Estimating and Calibrating Situation Awareness for Improving Human-Robot Teaming Performance

Project Team

Principal Investigator

Dawn Tilbury, University of Michigan Lionel Robert, University of Michigan

Government

Jon Smereka, Dariusz Mikulski, Kayla Riegner, U.S. Army GVSC

Industry

Samantha Dubrow, The MITRE Corporation

Student

Arsha Ali, Connor Esterwood, Zariq George, Mitchell Petrimoulx, Rohit Banerjee, University of Michigan

Project Summary

Project begins 2022.

The objective of this research project is to develop methods for estimating and calibrating situational awareness in teams to optimize their overall performance. We hypothesize that there is a desired level of situation awareness (SA) for each human agent on the team that will create the team SA or “common picture”, and that this desired level depends on the context or environment in which the team is operating. We treat SA as a dynamic variable that can improve as more information becomes available and degrade over time, or decrease quickly as the environment changes.

Since the ultimate goal is to improve the team performance, we must first define the task and criteria for its successful accomplishment. As a starting point, we will consider a search and reconnaissance task in an unknown outdoor environment with one or two humans and up to five UGVs. As the research develops, we will increase the complexity of the task to add logistics or convoy tasks, and also add UAVs to the autonomous vehicles. The goal will be to explore and map the entire area, finding any unusual features (e.g., discards from previous occupants) while avoiding any dangers (e.g., ditches, cliffs, land mines), and complete the task in the minimum amount of time. The quality of the map, related to the density of the search, may also be considered as a performance criteria.

The research questions that we pose are:

RQ1: What information about the agents and their contexts has to be known and communicated to (which) other agents to support team SA?

RQ2: How much information is needed to improve team SA and team performance, and under what conditions does more information degrade team SA?

RQ3: How does the SA of the team members (both humans and robots) relate to the overall performance of the team? Is there a desired level of SA?

Information sharing is known to improve SA, but information overload can decrease SA. Prior work showed how SA (of the human) can increase trust (in the robot) and overall team performance. In larger human-robot teams, each team member should have an appropriate level of SA regarding the other team members, in order to accomplish the team’s goals effectively. SA of robots is not well-defined, SA of human teams is still poorly understood, and thus defining SA in human-agent teams, and how it relates to overall performance, is an open question and requires basic research.

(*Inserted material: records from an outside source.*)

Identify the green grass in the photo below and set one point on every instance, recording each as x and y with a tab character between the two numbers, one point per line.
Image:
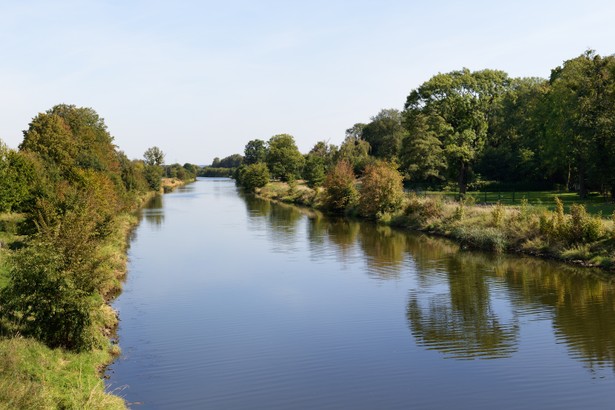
595	203
33	376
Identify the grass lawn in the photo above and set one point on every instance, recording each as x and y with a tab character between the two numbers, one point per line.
595	204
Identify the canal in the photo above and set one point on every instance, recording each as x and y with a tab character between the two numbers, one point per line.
237	303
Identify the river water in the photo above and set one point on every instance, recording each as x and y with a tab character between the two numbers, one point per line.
237	303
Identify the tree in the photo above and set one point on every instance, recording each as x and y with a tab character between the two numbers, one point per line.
461	103
232	161
314	170
422	156
382	190
49	137
283	157
340	190
580	126
253	176
70	137
17	178
154	156
516	148
355	149
44	300
255	152
385	134
328	153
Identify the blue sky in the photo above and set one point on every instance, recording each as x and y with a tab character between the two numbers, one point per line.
199	79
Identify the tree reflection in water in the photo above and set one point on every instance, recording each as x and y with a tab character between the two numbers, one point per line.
467	305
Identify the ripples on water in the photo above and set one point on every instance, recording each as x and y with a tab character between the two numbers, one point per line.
233	302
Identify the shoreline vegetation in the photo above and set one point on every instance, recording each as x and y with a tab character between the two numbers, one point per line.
471	133
573	237
68	204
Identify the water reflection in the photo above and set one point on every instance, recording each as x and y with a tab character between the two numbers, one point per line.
153	212
459	319
465	305
582	305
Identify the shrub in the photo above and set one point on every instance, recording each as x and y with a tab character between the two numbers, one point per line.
382	190
340	191
314	170
43	301
497	215
583	227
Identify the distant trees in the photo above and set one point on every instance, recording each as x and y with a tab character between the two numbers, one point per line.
340	188
154	156
581	126
71	182
17	178
252	176
153	172
458	106
283	157
382	190
466	129
385	134
255	151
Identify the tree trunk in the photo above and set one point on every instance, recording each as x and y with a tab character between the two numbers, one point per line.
462	179
582	183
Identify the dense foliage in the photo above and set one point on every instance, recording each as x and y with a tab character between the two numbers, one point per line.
466	129
71	182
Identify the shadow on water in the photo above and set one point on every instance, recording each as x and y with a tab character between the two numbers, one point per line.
468	305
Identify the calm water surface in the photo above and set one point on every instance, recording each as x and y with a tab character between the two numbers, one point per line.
237	303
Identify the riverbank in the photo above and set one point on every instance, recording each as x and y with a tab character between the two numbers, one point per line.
170	184
575	237
33	375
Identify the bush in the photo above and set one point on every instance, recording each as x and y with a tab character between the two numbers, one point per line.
497	215
314	170
583	227
340	190
43	301
382	190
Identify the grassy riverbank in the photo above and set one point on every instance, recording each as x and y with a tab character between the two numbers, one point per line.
34	376
169	184
573	235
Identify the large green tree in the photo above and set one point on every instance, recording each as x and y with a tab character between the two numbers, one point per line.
384	134
283	157
254	152
422	154
462	104
355	149
580	122
516	147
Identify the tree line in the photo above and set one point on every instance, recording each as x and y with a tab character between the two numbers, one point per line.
472	129
71	182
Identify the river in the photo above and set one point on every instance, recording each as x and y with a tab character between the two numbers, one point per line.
237	303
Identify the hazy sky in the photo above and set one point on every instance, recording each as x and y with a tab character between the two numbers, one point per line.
199	79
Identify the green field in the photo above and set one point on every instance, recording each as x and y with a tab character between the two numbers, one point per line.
595	204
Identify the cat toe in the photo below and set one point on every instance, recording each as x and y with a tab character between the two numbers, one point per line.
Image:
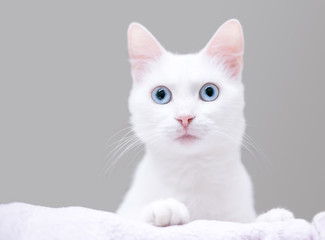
275	215
166	213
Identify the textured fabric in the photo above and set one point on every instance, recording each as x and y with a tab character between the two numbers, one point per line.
19	221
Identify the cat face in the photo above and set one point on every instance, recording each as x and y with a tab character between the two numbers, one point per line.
190	102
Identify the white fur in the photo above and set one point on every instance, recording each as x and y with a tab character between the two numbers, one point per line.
203	179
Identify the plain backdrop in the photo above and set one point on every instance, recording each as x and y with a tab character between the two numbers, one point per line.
64	83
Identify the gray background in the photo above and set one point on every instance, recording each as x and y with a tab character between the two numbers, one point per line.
64	83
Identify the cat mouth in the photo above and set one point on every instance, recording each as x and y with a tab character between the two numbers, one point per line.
186	138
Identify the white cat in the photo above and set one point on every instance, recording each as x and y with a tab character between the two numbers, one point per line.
188	111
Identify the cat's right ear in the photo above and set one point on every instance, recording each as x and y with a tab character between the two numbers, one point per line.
143	50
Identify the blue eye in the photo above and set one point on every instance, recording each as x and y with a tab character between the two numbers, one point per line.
161	95
209	92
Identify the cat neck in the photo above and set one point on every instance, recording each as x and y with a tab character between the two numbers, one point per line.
208	157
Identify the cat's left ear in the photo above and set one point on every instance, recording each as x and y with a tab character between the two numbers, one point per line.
227	47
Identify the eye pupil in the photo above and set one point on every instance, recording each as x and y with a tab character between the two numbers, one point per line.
160	94
209	91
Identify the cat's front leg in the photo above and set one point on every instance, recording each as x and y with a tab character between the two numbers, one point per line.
275	215
166	212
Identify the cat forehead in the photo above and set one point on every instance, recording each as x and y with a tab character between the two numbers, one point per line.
174	68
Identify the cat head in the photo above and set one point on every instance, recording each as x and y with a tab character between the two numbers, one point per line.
187	103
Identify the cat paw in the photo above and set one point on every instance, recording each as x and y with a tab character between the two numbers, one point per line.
275	215
166	213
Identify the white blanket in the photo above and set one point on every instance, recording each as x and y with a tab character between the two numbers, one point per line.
19	221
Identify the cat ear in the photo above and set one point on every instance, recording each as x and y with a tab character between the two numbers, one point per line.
227	47
143	49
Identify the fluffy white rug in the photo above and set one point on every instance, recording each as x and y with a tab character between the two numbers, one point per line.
19	221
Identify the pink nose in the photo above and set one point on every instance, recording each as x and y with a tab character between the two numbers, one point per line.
185	120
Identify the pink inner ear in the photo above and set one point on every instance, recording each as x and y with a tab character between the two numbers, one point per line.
143	49
227	45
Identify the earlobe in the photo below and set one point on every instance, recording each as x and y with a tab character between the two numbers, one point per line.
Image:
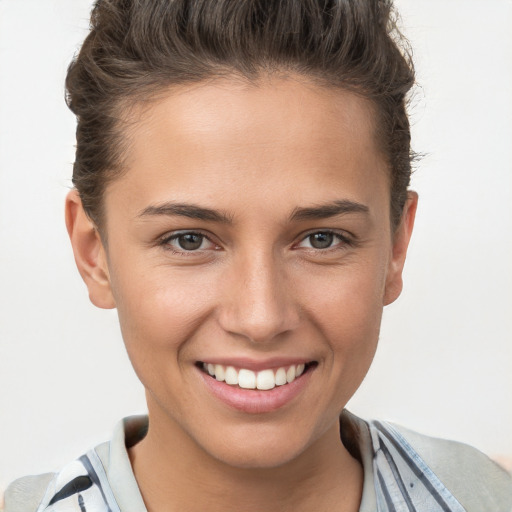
89	252
401	240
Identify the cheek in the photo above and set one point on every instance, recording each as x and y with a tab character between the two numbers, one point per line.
159	311
347	308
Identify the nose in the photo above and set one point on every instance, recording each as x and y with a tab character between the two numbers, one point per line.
259	304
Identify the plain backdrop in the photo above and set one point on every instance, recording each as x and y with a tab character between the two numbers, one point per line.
444	365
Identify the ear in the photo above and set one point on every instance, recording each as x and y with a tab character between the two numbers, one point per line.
90	254
401	239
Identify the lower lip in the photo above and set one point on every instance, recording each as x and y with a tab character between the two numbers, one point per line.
255	401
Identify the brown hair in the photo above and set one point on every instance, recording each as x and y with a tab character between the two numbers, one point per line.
138	47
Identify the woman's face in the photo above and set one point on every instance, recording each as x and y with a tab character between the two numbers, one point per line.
251	231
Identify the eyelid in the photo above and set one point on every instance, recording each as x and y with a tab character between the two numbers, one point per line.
343	237
165	240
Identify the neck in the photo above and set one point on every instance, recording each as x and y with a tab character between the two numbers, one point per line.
174	473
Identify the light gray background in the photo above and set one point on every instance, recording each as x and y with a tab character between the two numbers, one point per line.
444	365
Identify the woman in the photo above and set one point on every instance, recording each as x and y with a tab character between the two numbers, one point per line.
242	199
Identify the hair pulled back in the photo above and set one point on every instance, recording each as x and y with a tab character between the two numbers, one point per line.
137	48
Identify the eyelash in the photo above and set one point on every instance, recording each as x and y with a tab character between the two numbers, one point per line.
344	241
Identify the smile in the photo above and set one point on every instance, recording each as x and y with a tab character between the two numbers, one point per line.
262	380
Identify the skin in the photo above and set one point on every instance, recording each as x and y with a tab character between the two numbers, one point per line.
256	288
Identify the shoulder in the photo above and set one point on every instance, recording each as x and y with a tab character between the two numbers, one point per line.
26	493
476	481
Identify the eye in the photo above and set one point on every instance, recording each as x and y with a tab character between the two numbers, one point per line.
323	240
188	241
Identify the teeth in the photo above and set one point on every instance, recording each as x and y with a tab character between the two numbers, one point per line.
247	379
265	380
231	376
280	377
290	374
219	372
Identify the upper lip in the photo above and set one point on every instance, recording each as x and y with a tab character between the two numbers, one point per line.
257	365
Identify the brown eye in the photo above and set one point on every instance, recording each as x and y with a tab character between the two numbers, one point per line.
321	240
190	241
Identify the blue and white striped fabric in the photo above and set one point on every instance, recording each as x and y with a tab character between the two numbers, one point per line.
403	481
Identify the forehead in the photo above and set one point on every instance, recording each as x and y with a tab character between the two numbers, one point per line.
228	137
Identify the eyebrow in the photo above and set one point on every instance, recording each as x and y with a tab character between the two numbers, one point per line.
190	211
325	211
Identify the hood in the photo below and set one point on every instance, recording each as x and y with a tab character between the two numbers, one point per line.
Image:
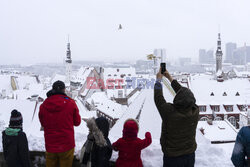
97	133
54	92
130	129
184	99
12	131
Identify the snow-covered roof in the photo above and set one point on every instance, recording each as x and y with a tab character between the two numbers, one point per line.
107	106
218	131
204	85
82	74
57	77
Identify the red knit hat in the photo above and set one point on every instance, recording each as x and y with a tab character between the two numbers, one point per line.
130	129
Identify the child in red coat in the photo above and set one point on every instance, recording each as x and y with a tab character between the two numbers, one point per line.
130	146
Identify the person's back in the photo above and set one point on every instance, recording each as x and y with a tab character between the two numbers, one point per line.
130	146
58	115
241	153
179	125
15	144
179	122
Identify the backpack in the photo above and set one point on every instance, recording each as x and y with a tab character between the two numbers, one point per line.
85	155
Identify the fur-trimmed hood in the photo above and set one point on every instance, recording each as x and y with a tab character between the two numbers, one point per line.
98	130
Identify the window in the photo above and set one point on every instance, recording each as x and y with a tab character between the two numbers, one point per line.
232	120
203	119
229	108
215	108
202	108
217	119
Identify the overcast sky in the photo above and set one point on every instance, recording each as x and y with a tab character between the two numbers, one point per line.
35	31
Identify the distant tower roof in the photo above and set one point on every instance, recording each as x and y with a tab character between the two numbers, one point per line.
68	53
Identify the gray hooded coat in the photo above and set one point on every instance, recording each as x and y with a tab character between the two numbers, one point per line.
179	120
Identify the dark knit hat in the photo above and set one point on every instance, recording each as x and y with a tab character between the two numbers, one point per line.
16	119
58	85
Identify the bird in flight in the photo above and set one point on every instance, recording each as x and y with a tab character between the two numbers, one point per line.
120	27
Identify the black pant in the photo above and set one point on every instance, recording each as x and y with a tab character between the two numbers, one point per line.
181	161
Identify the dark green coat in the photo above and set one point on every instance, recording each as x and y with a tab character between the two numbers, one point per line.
179	120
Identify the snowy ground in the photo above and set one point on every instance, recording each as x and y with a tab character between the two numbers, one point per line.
207	155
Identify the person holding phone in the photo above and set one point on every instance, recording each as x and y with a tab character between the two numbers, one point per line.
179	122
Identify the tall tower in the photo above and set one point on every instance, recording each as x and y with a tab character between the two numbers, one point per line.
68	63
219	55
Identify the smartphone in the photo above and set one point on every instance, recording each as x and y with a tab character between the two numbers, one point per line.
163	68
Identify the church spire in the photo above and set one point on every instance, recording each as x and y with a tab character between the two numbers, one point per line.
219	55
68	53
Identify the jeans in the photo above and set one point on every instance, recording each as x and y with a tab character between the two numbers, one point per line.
180	161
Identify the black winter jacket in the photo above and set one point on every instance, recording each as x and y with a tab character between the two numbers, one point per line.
15	148
179	120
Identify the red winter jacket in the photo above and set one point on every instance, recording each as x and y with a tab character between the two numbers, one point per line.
58	115
130	146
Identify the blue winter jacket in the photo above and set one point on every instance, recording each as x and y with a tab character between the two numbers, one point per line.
241	152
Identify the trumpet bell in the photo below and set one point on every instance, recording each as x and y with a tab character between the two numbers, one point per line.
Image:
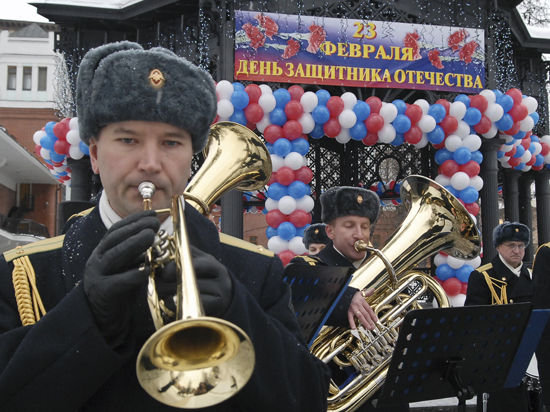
195	363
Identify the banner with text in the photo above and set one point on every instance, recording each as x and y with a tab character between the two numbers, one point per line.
273	47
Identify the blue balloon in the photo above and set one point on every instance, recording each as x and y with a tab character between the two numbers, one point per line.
358	131
442	155
298	189
463	273
462	155
239	99
444	272
436	136
282	97
276	190
437	111
282	147
322	96
286	231
361	110
401	106
472	116
320	114
300	145
277	116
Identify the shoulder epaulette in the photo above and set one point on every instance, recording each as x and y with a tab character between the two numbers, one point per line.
34	247
243	244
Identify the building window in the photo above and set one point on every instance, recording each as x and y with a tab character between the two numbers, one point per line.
42	79
27	78
12	77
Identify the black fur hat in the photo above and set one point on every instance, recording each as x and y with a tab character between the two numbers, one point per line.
122	81
346	200
315	234
511	231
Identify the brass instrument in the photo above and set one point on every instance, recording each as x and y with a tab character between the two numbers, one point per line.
436	221
197	361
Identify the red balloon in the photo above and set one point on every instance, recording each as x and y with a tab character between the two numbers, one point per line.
413	135
303	174
254	112
254	92
332	127
374	123
452	286
449	168
296	92
484	125
479	102
445	103
449	124
414	113
272	133
293	110
375	104
471	168
335	105
299	218
274	218
286	256
472	208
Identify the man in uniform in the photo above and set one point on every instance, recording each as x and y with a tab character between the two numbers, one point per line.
73	311
315	238
505	280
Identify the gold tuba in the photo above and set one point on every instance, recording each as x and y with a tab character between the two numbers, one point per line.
436	221
197	361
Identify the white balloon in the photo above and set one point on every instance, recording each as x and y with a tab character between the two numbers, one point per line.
427	123
453	142
476	182
460	180
307	122
225	108
457	109
287	204
347	118
424	105
267	102
296	245
309	101
276	244
294	160
305	203
224	89
388	111
349	100
276	162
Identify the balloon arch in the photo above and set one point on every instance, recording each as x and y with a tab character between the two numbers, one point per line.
287	118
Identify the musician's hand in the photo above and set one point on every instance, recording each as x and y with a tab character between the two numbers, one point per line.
214	283
112	276
360	309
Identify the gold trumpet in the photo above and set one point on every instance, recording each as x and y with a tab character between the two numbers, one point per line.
198	361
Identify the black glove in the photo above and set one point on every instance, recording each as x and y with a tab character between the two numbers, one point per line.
112	277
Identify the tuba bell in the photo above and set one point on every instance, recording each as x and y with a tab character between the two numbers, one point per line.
436	221
197	361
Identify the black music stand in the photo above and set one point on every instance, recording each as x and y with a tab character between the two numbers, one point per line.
315	292
458	352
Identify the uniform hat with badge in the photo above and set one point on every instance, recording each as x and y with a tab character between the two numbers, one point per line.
511	232
315	233
347	201
122	81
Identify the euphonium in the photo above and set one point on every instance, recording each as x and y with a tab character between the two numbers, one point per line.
436	221
198	361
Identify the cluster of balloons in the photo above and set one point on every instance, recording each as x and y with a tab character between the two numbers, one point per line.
56	142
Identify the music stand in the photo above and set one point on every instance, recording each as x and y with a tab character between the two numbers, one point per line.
457	352
315	292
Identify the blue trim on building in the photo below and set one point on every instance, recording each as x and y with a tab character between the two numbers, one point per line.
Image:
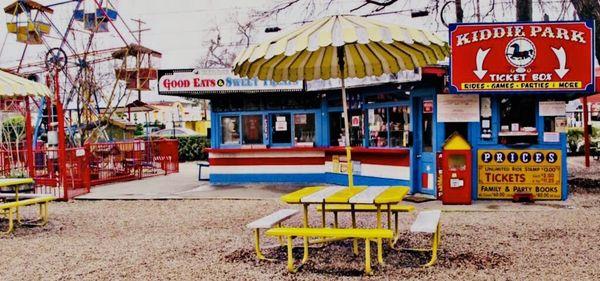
266	178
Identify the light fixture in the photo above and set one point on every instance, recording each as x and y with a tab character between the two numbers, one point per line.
418	14
272	29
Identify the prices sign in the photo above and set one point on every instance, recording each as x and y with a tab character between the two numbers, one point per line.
502	173
522	57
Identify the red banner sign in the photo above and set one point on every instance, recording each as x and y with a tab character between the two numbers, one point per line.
522	57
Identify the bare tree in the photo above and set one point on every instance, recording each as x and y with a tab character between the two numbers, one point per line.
220	54
589	10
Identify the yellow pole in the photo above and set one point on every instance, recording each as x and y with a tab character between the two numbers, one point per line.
340	53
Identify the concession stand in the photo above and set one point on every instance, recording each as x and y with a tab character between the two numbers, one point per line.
265	131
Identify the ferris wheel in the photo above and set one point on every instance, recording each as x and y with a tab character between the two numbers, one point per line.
72	54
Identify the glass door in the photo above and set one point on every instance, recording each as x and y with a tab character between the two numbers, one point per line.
424	171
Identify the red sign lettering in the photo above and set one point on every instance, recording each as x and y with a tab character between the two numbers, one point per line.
521	57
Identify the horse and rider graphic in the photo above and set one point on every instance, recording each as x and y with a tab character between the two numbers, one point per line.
518	54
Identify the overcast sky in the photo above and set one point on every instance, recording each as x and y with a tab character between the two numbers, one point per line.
180	29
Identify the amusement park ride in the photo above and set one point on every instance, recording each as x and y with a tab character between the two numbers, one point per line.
74	74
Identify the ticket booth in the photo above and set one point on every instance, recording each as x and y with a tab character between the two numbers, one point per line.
456	171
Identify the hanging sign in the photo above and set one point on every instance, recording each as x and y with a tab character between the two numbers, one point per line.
194	82
522	57
502	173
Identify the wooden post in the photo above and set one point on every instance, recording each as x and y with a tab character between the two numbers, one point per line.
459	11
586	132
62	153
524	10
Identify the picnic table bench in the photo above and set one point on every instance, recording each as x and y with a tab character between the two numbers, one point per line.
341	195
367	234
428	222
267	222
11	209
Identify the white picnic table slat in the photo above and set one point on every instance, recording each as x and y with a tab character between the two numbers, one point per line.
426	221
368	195
272	219
320	195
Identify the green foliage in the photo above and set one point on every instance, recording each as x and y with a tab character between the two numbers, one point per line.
12	124
192	148
574	137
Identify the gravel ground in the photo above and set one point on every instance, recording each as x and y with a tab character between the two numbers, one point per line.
205	239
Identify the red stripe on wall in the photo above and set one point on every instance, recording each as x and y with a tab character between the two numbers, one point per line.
267	161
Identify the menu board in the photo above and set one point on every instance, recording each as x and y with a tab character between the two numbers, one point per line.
458	108
502	173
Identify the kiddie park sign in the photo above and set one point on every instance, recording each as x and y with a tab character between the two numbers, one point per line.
516	57
502	173
193	82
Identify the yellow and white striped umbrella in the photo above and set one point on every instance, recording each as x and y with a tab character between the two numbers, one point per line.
15	86
369	47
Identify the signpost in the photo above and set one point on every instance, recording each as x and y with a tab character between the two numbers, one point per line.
522	57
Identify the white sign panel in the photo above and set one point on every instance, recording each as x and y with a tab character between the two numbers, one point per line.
205	81
400	77
553	108
458	108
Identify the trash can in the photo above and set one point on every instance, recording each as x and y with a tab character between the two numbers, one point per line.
203	171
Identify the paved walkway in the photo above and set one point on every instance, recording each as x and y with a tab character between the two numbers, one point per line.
185	185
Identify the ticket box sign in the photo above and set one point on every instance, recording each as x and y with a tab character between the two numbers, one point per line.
522	57
503	173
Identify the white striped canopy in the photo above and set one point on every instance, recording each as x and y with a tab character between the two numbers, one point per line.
15	86
371	48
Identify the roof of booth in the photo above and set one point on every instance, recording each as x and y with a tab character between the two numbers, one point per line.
15	86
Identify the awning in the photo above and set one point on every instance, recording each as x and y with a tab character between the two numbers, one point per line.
15	86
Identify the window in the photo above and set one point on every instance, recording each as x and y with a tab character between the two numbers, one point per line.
230	130
304	129
252	129
281	128
518	120
427	132
389	126
517	114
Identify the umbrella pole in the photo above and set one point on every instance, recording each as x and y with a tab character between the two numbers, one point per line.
350	169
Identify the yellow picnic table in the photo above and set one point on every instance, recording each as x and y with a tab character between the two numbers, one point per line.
357	195
15	184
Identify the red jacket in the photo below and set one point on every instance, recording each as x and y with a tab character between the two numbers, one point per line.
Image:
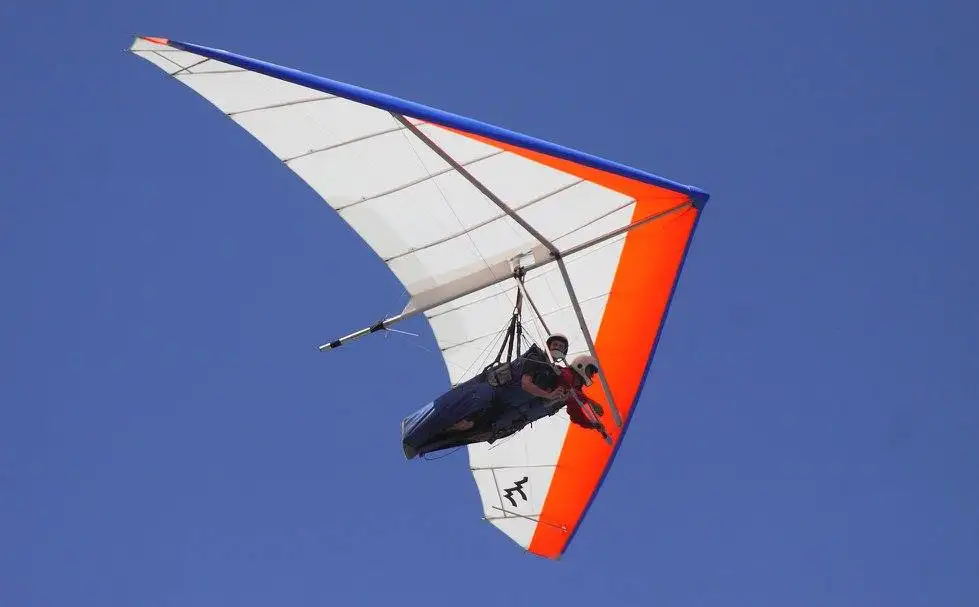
575	412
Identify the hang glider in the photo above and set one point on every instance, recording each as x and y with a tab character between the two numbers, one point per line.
457	209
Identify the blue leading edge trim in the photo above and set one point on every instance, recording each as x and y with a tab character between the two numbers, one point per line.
423	112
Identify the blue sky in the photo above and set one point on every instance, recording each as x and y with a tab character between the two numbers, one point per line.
170	436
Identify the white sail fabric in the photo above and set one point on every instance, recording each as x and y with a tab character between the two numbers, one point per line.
442	237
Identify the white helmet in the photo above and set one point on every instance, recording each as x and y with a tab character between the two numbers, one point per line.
561	351
585	365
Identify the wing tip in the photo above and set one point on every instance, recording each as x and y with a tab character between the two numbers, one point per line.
155	39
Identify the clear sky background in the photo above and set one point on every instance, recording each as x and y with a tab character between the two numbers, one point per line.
169	436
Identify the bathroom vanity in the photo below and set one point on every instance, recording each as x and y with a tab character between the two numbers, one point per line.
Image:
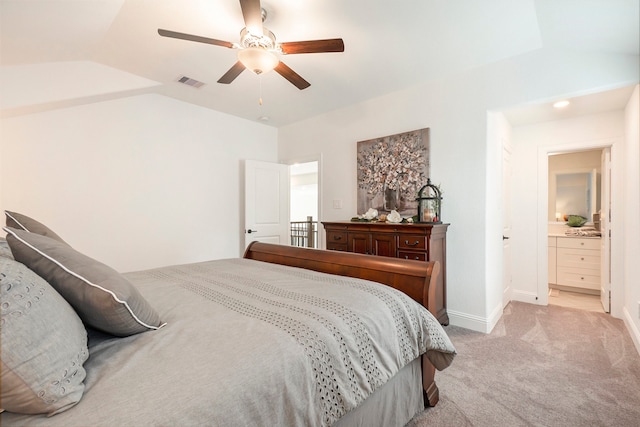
574	263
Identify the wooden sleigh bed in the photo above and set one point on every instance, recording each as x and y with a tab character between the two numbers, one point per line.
247	341
416	279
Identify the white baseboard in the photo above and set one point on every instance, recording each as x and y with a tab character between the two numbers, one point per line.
529	297
474	323
632	328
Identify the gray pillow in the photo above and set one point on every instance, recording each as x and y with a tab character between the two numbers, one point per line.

By answering the three research questions above, we plan to develop methods for estimating and calibrating the SA of human and robot agents in a multi-agent team through effective communication strategies, in the context of a specific task that the team is executing. We will develop methods that can relate the SA of the agents to the overall task performance, and will determine whether there exists an desired level of SA that leads to the best possible task performance by the team, under the circumstances.